Elizabeth Freeman wrote in email: “I listen to NPR’s On The Media regularly (as a podcast) and the June 30th episode had two interesting segments, one with Clive Thompson of Wired discussing the long tail and self publishing called “Turning the Page” and another about John Shors creating his own word of mouth buzz for his book by showing up in person to book clubs featuring his book, and answering questions in person. Both are really interesting (although definitely the first is nothing new to you, it does cite a study that Lulu.com did about the life expectancy of best sellers).

Beth’s right. The Lulu study is very interesting. They discovered that “The life-expectancy of a bestselling novel has halved within the last decade…. It has fallen to barely a seventh of its level 40 years ago…. The average number of weeks that a new No. 1 bestseller stayed top of the hardback fiction section of the New York Times Bestseller List has fallen from 5.5 in the 1990s, 14 in the 1970s and 22 in the 1960s to barely a fortnight last year — according to the study of the half-century from 1956-2005. In the 1960s, fewer than three novels reached No. 1 in an average year; last year, 23 did.”

This is the converse of the Long Tail. In the face of a plethora of media choices, the “Short Head” is getting shorter. We see this in our own segment of the business. The #1 computer book bestseller today sells a fraction of the number of copies that it sold a decade ago. This is partly due to asymmetric competition from information available on the net, partly due to the increasing maturation of the industry (no one sells many books on how to repair cars any more either), partly due to cutbacks by the retail channel, but it is also partly due to the increase in choice.

There’s a closely related and very insightful New Yorker review of Chris Anderson’s The Long Tail. The article starts with a similar assertion to the one in the Lulu study, namely that none of the top 25 albums of all time were published after 2000, and only three of the top 100. But it later points out that this assertion breaks down badly with regard to movies, where seven of the top ten all time bestselling movies have come out since 2000!

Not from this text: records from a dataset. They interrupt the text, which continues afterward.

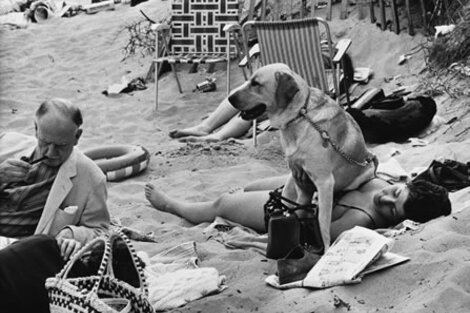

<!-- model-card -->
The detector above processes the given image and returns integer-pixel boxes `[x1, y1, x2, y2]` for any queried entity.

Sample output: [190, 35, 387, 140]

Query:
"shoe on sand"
[277, 245, 322, 285]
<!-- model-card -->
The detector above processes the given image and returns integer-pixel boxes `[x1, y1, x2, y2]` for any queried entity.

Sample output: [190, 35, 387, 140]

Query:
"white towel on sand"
[138, 241, 227, 311]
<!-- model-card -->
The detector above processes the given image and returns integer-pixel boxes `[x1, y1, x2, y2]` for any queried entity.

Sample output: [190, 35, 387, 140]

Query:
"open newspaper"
[266, 226, 409, 289]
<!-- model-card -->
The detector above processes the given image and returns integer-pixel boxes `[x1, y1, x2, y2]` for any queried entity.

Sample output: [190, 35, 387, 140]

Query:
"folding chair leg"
[340, 0, 349, 19]
[378, 0, 386, 30]
[155, 61, 159, 111]
[252, 120, 257, 147]
[405, 0, 415, 36]
[171, 64, 183, 93]
[226, 60, 231, 95]
[326, 0, 332, 20]
[390, 0, 400, 34]
[369, 0, 376, 23]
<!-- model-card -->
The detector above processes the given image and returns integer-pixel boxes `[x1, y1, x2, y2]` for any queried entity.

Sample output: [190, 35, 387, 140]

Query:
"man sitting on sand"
[0, 98, 110, 313]
[145, 175, 451, 243]
[0, 98, 110, 256]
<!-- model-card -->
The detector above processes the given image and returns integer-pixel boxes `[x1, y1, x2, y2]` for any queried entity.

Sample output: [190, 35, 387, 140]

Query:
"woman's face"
[373, 184, 409, 223]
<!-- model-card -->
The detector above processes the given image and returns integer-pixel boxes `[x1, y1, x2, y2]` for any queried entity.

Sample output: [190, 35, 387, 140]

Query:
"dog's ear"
[275, 71, 299, 109]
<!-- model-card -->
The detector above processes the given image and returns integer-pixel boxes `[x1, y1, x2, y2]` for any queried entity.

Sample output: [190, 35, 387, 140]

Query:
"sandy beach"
[1, 0, 469, 312]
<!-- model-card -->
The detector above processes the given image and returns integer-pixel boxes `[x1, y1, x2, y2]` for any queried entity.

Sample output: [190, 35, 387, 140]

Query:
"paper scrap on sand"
[266, 226, 409, 289]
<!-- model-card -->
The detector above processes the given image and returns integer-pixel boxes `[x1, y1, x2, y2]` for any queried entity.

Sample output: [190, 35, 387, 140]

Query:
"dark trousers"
[0, 234, 64, 313]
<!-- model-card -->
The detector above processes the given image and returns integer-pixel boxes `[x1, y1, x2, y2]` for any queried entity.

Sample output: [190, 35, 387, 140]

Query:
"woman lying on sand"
[168, 96, 266, 143]
[145, 175, 451, 243]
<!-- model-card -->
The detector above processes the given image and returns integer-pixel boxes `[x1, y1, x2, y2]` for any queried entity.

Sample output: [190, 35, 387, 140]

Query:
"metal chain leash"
[299, 107, 374, 168]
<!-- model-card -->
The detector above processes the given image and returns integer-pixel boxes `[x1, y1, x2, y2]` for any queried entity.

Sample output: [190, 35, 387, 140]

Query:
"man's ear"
[274, 71, 299, 109]
[74, 128, 83, 145]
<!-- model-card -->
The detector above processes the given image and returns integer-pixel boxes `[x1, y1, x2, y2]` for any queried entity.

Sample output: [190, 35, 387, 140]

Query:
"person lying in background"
[168, 96, 266, 143]
[145, 174, 451, 243]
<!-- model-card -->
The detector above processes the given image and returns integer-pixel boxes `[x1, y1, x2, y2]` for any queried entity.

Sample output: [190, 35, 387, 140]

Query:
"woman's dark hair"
[403, 180, 451, 223]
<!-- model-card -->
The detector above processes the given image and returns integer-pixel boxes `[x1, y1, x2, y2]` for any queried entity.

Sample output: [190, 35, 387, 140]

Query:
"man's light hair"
[35, 98, 83, 127]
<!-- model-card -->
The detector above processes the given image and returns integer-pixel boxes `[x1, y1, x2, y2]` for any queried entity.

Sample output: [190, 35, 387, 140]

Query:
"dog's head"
[228, 63, 307, 123]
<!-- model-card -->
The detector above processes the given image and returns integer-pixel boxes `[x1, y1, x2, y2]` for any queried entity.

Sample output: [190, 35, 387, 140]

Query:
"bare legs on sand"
[143, 178, 292, 233]
[168, 97, 252, 143]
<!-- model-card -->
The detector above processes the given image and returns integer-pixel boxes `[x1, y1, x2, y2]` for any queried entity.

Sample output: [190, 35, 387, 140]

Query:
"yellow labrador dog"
[229, 63, 377, 251]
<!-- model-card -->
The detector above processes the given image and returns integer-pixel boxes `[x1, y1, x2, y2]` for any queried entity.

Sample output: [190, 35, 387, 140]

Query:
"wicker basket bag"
[45, 230, 155, 313]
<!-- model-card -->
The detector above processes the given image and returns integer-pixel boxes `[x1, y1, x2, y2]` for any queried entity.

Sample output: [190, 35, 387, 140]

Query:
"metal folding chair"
[151, 0, 244, 110]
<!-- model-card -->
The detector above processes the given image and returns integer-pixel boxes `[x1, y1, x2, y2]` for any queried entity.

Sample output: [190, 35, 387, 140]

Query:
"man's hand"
[56, 228, 81, 260]
[0, 159, 31, 184]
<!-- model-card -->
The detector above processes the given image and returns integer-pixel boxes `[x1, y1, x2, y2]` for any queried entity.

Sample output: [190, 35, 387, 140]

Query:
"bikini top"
[334, 203, 378, 228]
[334, 176, 395, 229]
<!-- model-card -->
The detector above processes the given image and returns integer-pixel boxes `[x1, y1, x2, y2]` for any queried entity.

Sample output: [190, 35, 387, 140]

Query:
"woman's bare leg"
[178, 115, 252, 143]
[243, 175, 289, 192]
[169, 97, 239, 138]
[145, 183, 269, 232]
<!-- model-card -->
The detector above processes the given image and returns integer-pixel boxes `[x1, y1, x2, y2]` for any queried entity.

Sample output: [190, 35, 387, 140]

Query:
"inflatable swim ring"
[83, 145, 150, 181]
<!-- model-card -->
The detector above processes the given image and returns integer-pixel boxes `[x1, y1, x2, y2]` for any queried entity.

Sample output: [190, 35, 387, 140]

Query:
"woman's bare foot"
[169, 125, 212, 139]
[145, 183, 180, 215]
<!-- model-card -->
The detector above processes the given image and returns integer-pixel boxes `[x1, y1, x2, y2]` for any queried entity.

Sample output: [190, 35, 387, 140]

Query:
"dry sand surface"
[1, 0, 470, 312]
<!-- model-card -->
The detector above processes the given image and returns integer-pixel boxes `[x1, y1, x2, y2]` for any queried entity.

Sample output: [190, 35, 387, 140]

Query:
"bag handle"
[53, 230, 149, 297]
[87, 230, 149, 297]
[268, 190, 318, 215]
[56, 235, 111, 282]
[104, 230, 149, 296]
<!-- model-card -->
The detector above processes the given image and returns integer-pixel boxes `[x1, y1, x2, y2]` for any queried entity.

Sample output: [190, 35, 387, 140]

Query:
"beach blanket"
[138, 241, 227, 311]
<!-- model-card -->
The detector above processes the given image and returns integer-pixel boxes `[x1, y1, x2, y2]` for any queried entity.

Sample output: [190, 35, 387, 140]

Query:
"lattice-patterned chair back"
[152, 0, 243, 110]
[170, 0, 239, 55]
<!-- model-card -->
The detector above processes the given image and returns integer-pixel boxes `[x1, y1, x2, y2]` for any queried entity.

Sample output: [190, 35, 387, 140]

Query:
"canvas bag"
[46, 230, 155, 313]
[413, 159, 470, 192]
[264, 187, 324, 260]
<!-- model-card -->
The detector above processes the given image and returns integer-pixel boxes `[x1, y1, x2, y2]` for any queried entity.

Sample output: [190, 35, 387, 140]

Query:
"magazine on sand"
[266, 226, 410, 289]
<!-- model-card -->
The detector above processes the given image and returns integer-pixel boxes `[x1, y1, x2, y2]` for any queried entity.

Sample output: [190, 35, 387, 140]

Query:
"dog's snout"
[228, 93, 240, 109]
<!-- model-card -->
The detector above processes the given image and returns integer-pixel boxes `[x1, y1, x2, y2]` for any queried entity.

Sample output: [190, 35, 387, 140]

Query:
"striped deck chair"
[152, 0, 244, 110]
[241, 17, 352, 145]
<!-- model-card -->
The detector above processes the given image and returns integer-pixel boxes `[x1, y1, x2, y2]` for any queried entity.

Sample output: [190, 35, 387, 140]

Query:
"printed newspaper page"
[303, 226, 394, 288]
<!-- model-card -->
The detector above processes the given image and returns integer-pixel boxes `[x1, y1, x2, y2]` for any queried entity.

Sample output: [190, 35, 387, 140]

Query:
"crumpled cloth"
[203, 216, 268, 255]
[0, 11, 28, 27]
[137, 241, 227, 312]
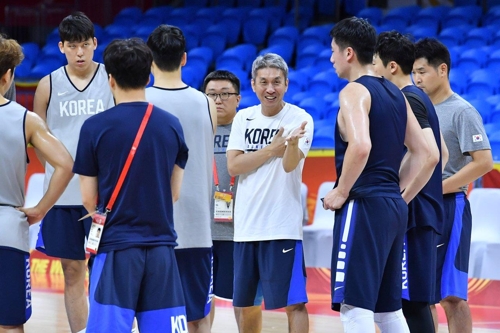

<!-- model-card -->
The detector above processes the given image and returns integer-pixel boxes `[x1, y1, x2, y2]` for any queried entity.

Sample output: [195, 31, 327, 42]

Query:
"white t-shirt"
[227, 103, 314, 242]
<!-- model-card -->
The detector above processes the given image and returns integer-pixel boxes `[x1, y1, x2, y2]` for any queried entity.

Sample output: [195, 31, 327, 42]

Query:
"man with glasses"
[145, 25, 216, 333]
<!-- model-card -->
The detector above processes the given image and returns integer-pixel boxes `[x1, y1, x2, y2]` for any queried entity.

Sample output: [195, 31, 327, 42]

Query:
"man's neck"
[66, 62, 98, 80]
[392, 74, 413, 90]
[217, 117, 235, 126]
[429, 83, 454, 105]
[153, 70, 186, 89]
[114, 89, 147, 104]
[346, 64, 375, 82]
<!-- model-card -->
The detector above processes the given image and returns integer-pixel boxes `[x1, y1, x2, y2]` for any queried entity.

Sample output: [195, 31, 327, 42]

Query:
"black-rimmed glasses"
[206, 92, 239, 101]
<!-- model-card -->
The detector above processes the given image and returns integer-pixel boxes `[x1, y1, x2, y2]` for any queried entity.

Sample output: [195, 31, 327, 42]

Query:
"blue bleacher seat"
[449, 69, 469, 95]
[299, 97, 326, 120]
[133, 25, 157, 41]
[374, 22, 408, 34]
[467, 69, 500, 98]
[283, 6, 314, 31]
[239, 93, 260, 109]
[296, 44, 326, 69]
[224, 68, 250, 91]
[465, 27, 495, 47]
[30, 58, 64, 80]
[312, 49, 333, 72]
[490, 107, 500, 123]
[298, 25, 331, 49]
[357, 7, 384, 26]
[183, 25, 200, 51]
[413, 5, 451, 26]
[456, 48, 489, 76]
[105, 23, 133, 39]
[201, 24, 228, 59]
[182, 65, 204, 89]
[268, 26, 300, 48]
[216, 49, 246, 71]
[291, 91, 311, 105]
[382, 5, 420, 29]
[486, 49, 500, 73]
[259, 43, 294, 65]
[243, 16, 269, 45]
[21, 43, 40, 63]
[323, 92, 339, 104]
[309, 70, 338, 96]
[114, 7, 142, 24]
[484, 122, 500, 135]
[219, 16, 241, 45]
[438, 26, 469, 47]
[442, 5, 482, 28]
[288, 70, 309, 92]
[142, 6, 173, 21]
[469, 98, 494, 122]
[407, 26, 439, 41]
[15, 61, 33, 81]
[491, 140, 500, 161]
[311, 135, 334, 148]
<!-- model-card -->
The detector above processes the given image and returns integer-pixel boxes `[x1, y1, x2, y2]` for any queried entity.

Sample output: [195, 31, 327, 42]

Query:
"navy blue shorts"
[213, 240, 235, 300]
[331, 197, 407, 313]
[36, 206, 91, 260]
[233, 240, 308, 310]
[435, 192, 471, 302]
[402, 227, 437, 303]
[0, 247, 32, 325]
[87, 246, 186, 333]
[175, 247, 213, 321]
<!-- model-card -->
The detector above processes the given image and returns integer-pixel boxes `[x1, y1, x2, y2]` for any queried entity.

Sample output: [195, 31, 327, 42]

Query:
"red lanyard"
[213, 158, 235, 191]
[105, 103, 153, 212]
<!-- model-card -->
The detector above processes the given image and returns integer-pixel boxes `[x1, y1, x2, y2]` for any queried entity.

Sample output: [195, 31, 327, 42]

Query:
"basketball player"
[146, 25, 216, 333]
[0, 36, 73, 333]
[373, 31, 447, 333]
[73, 37, 188, 333]
[203, 70, 262, 329]
[323, 18, 436, 333]
[227, 53, 313, 333]
[414, 38, 493, 333]
[32, 12, 114, 333]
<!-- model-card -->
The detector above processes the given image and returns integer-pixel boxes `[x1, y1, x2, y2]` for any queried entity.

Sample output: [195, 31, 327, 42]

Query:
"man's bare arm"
[19, 111, 73, 224]
[442, 149, 493, 194]
[400, 99, 436, 203]
[33, 75, 51, 166]
[171, 164, 185, 203]
[80, 176, 98, 215]
[323, 83, 372, 210]
[283, 121, 307, 173]
[227, 127, 286, 177]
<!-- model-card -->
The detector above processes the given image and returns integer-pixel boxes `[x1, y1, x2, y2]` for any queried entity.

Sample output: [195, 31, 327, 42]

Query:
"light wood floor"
[22, 291, 499, 333]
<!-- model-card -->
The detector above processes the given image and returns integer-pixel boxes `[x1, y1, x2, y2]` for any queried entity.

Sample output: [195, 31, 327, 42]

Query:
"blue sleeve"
[73, 121, 99, 176]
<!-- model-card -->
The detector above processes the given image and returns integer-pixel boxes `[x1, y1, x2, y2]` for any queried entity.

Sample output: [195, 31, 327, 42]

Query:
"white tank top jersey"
[44, 64, 114, 205]
[227, 103, 314, 242]
[0, 101, 31, 252]
[146, 86, 213, 249]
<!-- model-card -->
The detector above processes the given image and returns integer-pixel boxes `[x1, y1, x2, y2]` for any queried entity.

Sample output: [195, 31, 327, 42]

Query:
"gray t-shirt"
[435, 93, 490, 192]
[211, 123, 237, 241]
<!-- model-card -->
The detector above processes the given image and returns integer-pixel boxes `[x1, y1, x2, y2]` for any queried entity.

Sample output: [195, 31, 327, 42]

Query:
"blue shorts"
[402, 226, 437, 303]
[331, 197, 407, 313]
[175, 247, 213, 321]
[435, 192, 471, 302]
[0, 247, 32, 325]
[36, 206, 91, 260]
[233, 240, 308, 310]
[87, 246, 186, 333]
[213, 240, 235, 300]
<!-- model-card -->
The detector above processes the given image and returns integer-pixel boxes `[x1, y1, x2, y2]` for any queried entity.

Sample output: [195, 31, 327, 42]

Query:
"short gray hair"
[251, 53, 288, 81]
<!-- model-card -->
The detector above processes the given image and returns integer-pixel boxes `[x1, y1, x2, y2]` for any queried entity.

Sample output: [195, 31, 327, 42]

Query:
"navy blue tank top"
[335, 76, 407, 199]
[403, 85, 444, 232]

The article also points out that “The long tail has meant that online commerce is being dominated by just a few businesses—mega-sites that can house those long tails….The successful long-tail aggregators can pretty much be counted on the fingers of one hand. Although the online economy has existed for only a decade, businesses like these—and you can add Google and Yahoo—have already established seemingly impregnable positions. If you’re a typical Internet user, when you need to find information you go to Google; when you’re looking for a book or a CD, you go to Amazon; when you want a new golf club, you go to eBay; when you want to download a song, you go to iTunes….Has the New Economy really moved past the familiar “winner take all” dynamic? That depends on whether you’re looking at the long tail—or at who’s wagging it.” (See my 2001 essay, Piracy is Progressive Taxation, for an analysis of why media industries always seem to take this shape.)